You absolutely, positively, 100% need it on anything that carries data you care about. I personally consider it a hard requirement for a NAS. I don't want to lose data just because a cosmic ray flipped a bit somewhere.


There's a lot of places the file can get corrupted on its way to your drive. The memory of the NAS itself is only one of those. If you want any certainty you need to verify it after writing, so ECC RAM is not enough. And once you do set up that verification, you don't need the ECC RAM anymore.


I am not sure this is correct - there could be an error not only in the data, but also in instructions - but flip could cause data to be written to an incorrect ___location of the hard disk.


Possible, but I bet the risk of writing/losing the wrong sector based on that kind of RAM bit flip is a lot less than the other sources of writing/losing the wrong sector.


Can you tell us HOW to setup a NAS so that it doesn't need ECC RAM?


That differs based on the program you're using to put files onto the NAS.

But I'll note the even with ECC you need to double check things in case there was corruption on the drive wires or in many other places.
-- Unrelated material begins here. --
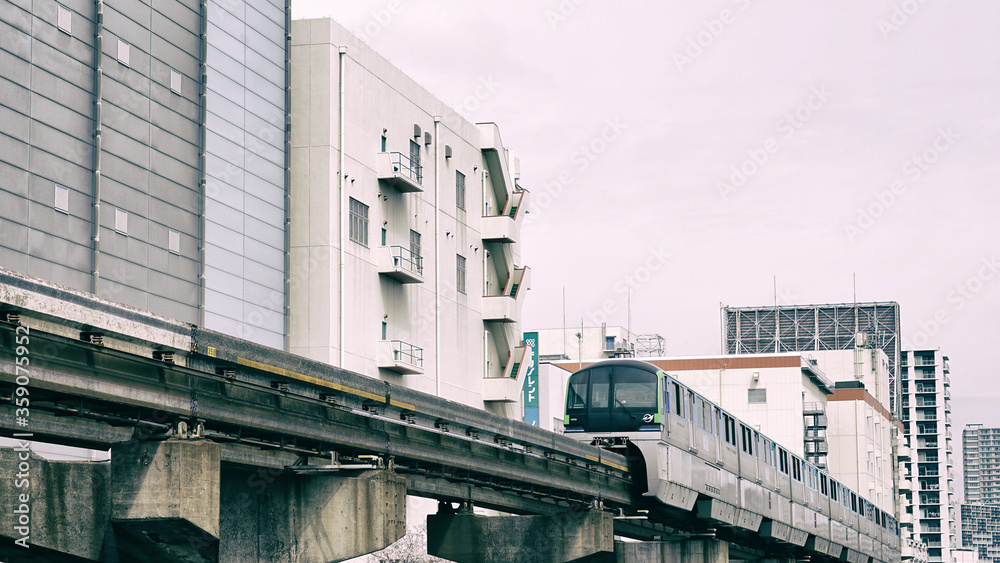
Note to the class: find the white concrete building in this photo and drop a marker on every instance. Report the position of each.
(405, 225)
(578, 343)
(926, 483)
With the right filesystem you can find some of those locally during a scrub, but double checking end-to-end isn't much harder.


Storing error correcting codes/checksums/signatures and sending them along the data seems like a more cost effective solution. Without those you need to ensure that every single link in the chain supports ECC (and all the hardware works perfectly)

ECC may still be needed for the actual processing, but I don't see a point on having it on a NAS (especially considering you need to send the data over a network to read or write it)


> I don't want to lose data just because a cosmic ray flipped a bit somewhere.

If you have disks set up in RAID 1 or RAID 6, would you still lose data though?


Absolutely. Imagine you are saving a text file to NAS with a super-secret password to your Bitcoin wallet, for example "password". While it was in memory before it reached disk, one bit was flipped and the file contents became "pastword" which OS happily saved on your RAID. And now you've lost your Bitcoins forever.


In raid1 all you need is a bit flip in RAM between writing to disks to cause a permanent error (one disk gets the flipped bit, the other does not).

Raid6 will repair single bit errors, assuming a bit wasn't flipped before/during the erasure code calculation when writing the data.


Consider all the RAM along a network transmission. Maybe you’re using authenticated encryption, maybe your transfer has an internal or out of band checksum. Maybe not.